Com crenças de raízes indígenas, africanas e envolvendo vida em outros planetas, doutrina opta por discrição para alcançar 50 templos no estado
É tarde de uma quarta-feira, dia de movimento fraco, e algumas dezenas de pessoas se sentam ao lado direito da porta de entrada de um grande templo, logo após uma elipse metálica, com cerca de quatro metros de comprimento, com um desenho estilizado e colorido da cabeça de um jaguar. São pacientes. Após algumas ladeiras e quilômetros na Cidade Tabajara, chegaram – por problemas familiares, de saúde, financeiros, espirituais, existenciais, ou qualquer outro que os afligem – ao Olinda do Amanhecer, templo precursor do Vale do Amanhecer no Nordeste, fundado em 1975 e, até hoje, um dos mais grandiosos entre os quase 50 erguidos em Pernambuco. E saem sem promessas. Apenas com conselhos dados por pretos velhos, entidades de matriz africana, que, incorporadas aos médiuns da casa, procuram dar clareza para quem, na aflição, enxerga tudo turvo e nublado.
Alguns trajam capas e os que foram iniciados recentemente vestem roupas mais discretas, batas brancas com alguns detalhes em cores. “As vestes têm por objetivo tirar as diferenças de fora. Todos são iguais. As diferenças sociais são despidas, ficando evidente apenas a atuação dentro da doutrina”, explica Zilcio Sales, presidente do templo, ressaltando que as pequenas diferenças nas roupas é também a identificação do patamar em que o médium está, uma espécie de patente.

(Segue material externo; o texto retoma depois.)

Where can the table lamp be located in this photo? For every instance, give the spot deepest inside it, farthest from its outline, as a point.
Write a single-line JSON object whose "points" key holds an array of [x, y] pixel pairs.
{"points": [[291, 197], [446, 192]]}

Criada em 1959, em Goiás, a doutrina tem como base a viúva, caminhoneira, mãe de quatro filhos e falecida em 1985. Ela teria descoberto, a contragosto, ter a capacidade de comunicar-se com espíritos, podendo, inclusive, sair do próprio corpo e vivenciar outras dimensões. Na crença do Vale do Amanhecer, ela foi escolhida por Pai Seta Branca, espírito mentor da doutrina, para aplicar todos os ensinamentos existentes hoje, tornando-se mãe clarividente e mentora espiritual dos atuais praticantes da vertente religiosa.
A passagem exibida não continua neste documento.